Tucci created a federation of companies that had built-in ‘poison pills’ that count against a smooth acquisition. Joint ventures, such as VCE and Pivotal will make it difficult for Dell to unpick and embrace them fully into the Dell company itself. Taking EMC private while leaving VMware public does give some room for manoeuvre – EMC has an over 80% holding in VMware: Michael Dell has already stated that he would look to offload some of that, providing at least some payback to the investors backing the buy-out of EMC.

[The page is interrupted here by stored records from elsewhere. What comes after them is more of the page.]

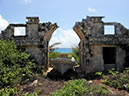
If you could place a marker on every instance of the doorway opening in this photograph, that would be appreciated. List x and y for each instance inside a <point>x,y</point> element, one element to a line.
<point>109,57</point>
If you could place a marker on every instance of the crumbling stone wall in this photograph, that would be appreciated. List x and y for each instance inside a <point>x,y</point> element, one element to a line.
<point>35,40</point>
<point>93,39</point>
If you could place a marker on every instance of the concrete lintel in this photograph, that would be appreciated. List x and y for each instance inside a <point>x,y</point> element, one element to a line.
<point>110,23</point>
<point>18,25</point>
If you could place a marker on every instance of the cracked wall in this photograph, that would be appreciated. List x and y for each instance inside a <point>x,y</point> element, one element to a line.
<point>35,40</point>
<point>93,39</point>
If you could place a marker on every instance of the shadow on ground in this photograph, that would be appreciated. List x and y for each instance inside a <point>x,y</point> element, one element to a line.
<point>55,75</point>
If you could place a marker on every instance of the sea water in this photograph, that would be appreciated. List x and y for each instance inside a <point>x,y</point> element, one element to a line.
<point>63,50</point>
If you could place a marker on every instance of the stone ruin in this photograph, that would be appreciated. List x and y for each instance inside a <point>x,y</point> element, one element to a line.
<point>36,39</point>
<point>98,51</point>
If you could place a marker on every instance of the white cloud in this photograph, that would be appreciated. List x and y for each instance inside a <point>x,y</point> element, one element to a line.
<point>68,38</point>
<point>3,23</point>
<point>27,1</point>
<point>91,10</point>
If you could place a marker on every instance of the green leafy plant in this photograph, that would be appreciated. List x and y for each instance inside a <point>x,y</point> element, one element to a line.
<point>81,87</point>
<point>16,67</point>
<point>75,53</point>
<point>117,79</point>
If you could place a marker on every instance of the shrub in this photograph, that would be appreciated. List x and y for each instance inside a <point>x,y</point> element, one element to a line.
<point>15,66</point>
<point>53,55</point>
<point>117,79</point>
<point>75,53</point>
<point>81,87</point>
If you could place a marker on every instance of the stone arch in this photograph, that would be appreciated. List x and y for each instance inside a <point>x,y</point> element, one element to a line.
<point>35,40</point>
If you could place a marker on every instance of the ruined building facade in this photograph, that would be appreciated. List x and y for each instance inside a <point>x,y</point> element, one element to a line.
<point>36,39</point>
<point>98,51</point>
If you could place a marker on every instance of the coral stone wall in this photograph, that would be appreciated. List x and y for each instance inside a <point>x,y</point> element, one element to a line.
<point>35,40</point>
<point>91,33</point>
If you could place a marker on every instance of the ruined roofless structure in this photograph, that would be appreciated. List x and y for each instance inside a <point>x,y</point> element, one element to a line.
<point>36,38</point>
<point>98,52</point>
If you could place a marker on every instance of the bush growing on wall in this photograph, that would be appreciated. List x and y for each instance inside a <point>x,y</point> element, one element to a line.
<point>15,65</point>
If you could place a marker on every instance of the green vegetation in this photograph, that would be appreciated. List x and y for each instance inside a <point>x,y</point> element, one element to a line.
<point>75,54</point>
<point>16,68</point>
<point>81,87</point>
<point>117,79</point>
<point>53,55</point>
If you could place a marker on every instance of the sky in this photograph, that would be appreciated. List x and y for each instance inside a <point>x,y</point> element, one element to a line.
<point>65,13</point>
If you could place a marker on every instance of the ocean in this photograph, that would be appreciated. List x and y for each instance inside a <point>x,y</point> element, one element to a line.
<point>63,50</point>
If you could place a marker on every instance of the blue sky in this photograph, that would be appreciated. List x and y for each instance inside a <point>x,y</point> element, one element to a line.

Whereas it would make sense to get rid of the idea of a Federation completely, so removing the confusion in many prospects’ and customers’ minds as to how it all hangs together, Michael Dell did hint to a possibility of retaining such a structure – something that Quocirca would advise strongly against. Indeed, even as the deal was being announced, Pivotal, EMC and VMware created a new member of the Federation by spinning out previous acquisition, VirtuStream, to carry much of the overall cloud strategy for the rest of the Federation. While Dell has eschewed a public cloud system hosted by itself, it has become a cloud aggregator, using systems such as its own acquisition of Boomi to provide integration between partner and other public clouds. Whether the idea of creating VirtuStream is to enable a quick offload of EMC’s own cloud pretentions when the deal closes (mooted for the middle of next year), it remains to be seen.
What is clear is that this is a very brave move by Michael Dell. As Dell itself is only just coming out from a period of quiet after taking itself private, to suddenly take on the largest (by far) tech acquisition that will enforce true strategic silence for almost a year will stretch customers’ patience to the limit. Dell must be thankful that with IBM still reinventing itself around cloud services (via SoftLayer, BlueMix and Watson as a Service), and HP in the throws of pulling itself apart, it should suffer little loss of customers to either of these companies.
However, with storage companies such as Pure Storage, Violin and Kaminario waiting in the wings, along with hyperconverged vendors such as Nutanix and Simplivity, it could be here where Dell should be focusing.
Dell is in for an interesting 9 months – what comes out the other end should be interesting. For Michael Dell’s sake, Quocirca hopes that it makes sense to customers and prospects, and that it doesn’t create a company that is too large and slow moving to respond to the incoming, new-kids-on-the-block competition.